Javier Milei successfully completed his first month as president by successfully passing several critical tests. He earned the support from markets and gave a boost to his larger efforts of completely transforming Argentina’s economy.
This week, the government of Milei fulfilled a payment of US$1.5 billion to bondholders, successfully negotiated an agreement with the International Monetary Fund, and convinced importers to purchase securities designed to assist them in paying off debts owed to foreign suppliers.
According to Bloomberg’s data, the recent increase in the value of 2030 dollar notes for Milei indicates that investors now view Milei as more reasonable than previously anticipated. These notes rose by two cents to around 40 cents on the dollar throughout the week, bouncing back from earlier losses in the year.

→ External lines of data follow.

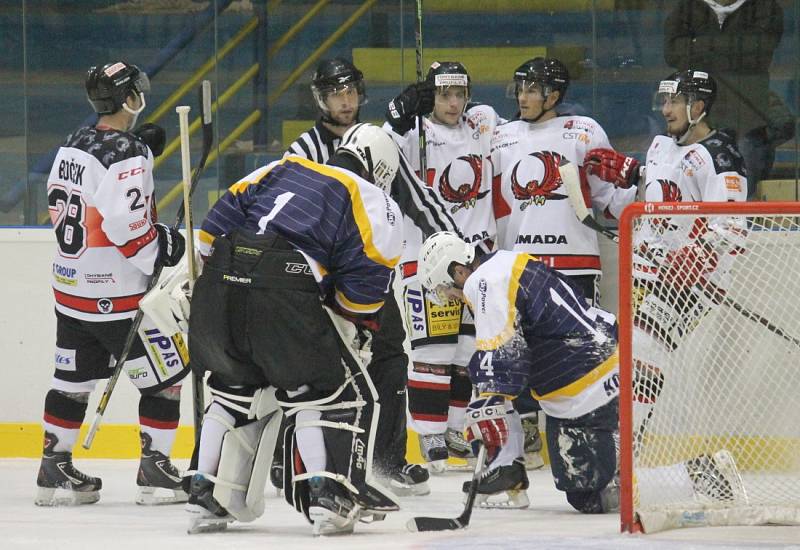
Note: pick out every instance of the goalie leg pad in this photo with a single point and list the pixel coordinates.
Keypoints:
(583, 457)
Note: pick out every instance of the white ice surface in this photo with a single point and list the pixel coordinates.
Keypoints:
(116, 523)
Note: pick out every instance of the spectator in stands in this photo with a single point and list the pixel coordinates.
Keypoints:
(735, 40)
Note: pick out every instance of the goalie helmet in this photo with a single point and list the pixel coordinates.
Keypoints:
(334, 76)
(693, 85)
(548, 73)
(444, 74)
(108, 87)
(438, 253)
(374, 150)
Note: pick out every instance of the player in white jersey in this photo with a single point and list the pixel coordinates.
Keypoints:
(534, 332)
(458, 135)
(339, 91)
(693, 162)
(681, 266)
(533, 213)
(100, 196)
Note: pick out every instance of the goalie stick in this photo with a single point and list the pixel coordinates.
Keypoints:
(448, 524)
(137, 320)
(423, 148)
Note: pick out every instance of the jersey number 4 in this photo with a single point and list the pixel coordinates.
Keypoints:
(69, 223)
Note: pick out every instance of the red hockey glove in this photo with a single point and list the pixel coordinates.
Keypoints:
(686, 266)
(486, 420)
(613, 167)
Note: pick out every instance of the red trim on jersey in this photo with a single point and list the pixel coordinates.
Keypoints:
(408, 269)
(429, 417)
(158, 424)
(120, 304)
(132, 247)
(62, 423)
(419, 385)
(570, 262)
(501, 207)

Since assuming office on December 10, Milei and his Economy Minister Luis Caputo have promised to bring about a new era for the struggling economy, and the streak of victories should generate the necessary momentum for them to accomplish this.
Alberto Bernal, Chief Strategist at XP Investments in Miami, stated that the market is pleased with the practical approach of Minister Caputo and his team. Bernal emphasized that Argentina requires stability in order to recover from its current situation, and the government’s prompt addressing of the remaining issues will be beneficial.

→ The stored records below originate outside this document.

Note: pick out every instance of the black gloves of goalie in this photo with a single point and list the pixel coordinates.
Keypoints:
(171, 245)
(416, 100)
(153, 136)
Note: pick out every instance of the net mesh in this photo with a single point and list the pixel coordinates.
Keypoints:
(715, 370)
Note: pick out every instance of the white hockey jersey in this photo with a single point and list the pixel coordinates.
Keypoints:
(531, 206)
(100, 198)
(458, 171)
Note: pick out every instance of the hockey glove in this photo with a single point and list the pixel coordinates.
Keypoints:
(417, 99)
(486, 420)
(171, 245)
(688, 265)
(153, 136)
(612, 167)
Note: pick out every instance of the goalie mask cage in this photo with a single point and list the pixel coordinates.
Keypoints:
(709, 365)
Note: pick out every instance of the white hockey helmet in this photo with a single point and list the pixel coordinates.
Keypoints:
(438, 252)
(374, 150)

Bond investors believe that there will be further gains as Milei and Caputo have agreed with the IMF, which allows them to access $4.7 billion in funds. If the executive board of the IMF approves the deal, Milei will have the opportunity to repay the lender and then decide whether to continue with the current $44-billion program or negotiate a new one.

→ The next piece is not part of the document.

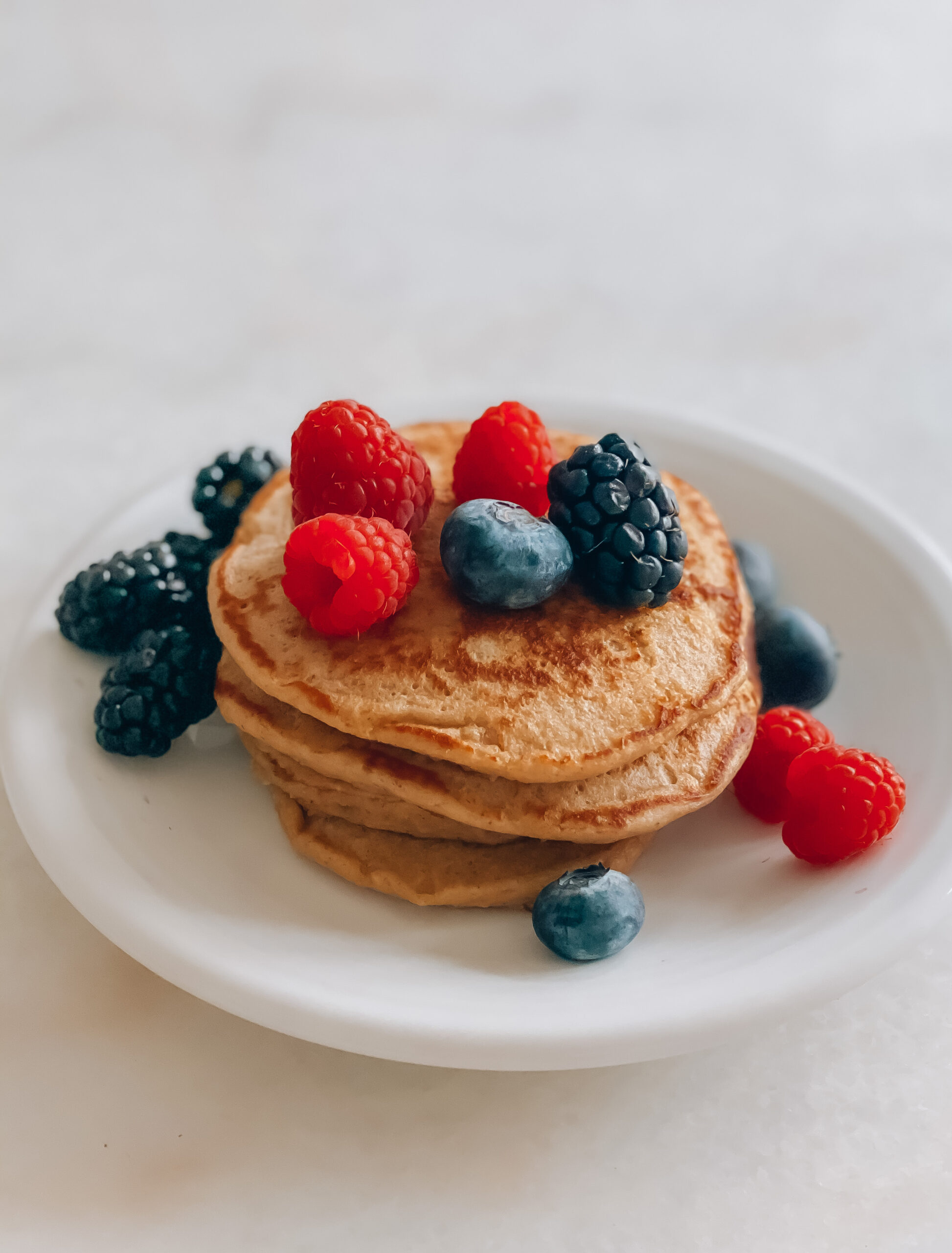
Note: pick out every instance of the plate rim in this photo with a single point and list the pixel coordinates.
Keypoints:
(361, 1032)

Despite the widespread anticipation of the agreement, the market responded in a favorable manner.
David Austerweil, a money manager at Van Eck Associates in New York, expressed surprise at the sudden rise in Argentina’s sovereign bonds following this news. He suggested that funds might interpret the IMF agreement as a sign that the Fund will be more forgiving towards Milei’s government when it comes to repaying debts.
According to a note from EMFI Group, a team of strategists led by Geronimo Mansutti Silva, dollar bonds could potentially be valued at approximately 50 cents on the dollar by the conclusion of 2024. The note also mentions the potential for the country to avoid default and potentially continue without major financial issues beyond 2025.
In their own country, Argentine importers quickly purchased $1.2 billion worth of bonds that were intended to assist them in reducing the debts they owed to foreign suppliers. This successful sale followed two unsuccessful attempts to auction off these bonds.
Certainly, the positive information will not be sufficient to alleviate worries among investors. Bonds continue to be traded with significant concerns and the peso is facing new challenges in parallel markets, resulting in a 20 percent depreciation against the US dollar since the start of the year.
There are still uncertainties about how Milei will achieve certain actions, like the closure of the Central Bank and successfully executing a debt exchange with banks, which could surpass a value of US$71 billion. If accomplished, this would become the biggest ever domestic debt restructuring in the history of the country.
On January 24, there will be a general strike scheduled by labour unions. Additionally, Argentina has surpassed Venezuela in terms of having the highest inflation rate in Latin America, as consumer prices are increasing rapidly.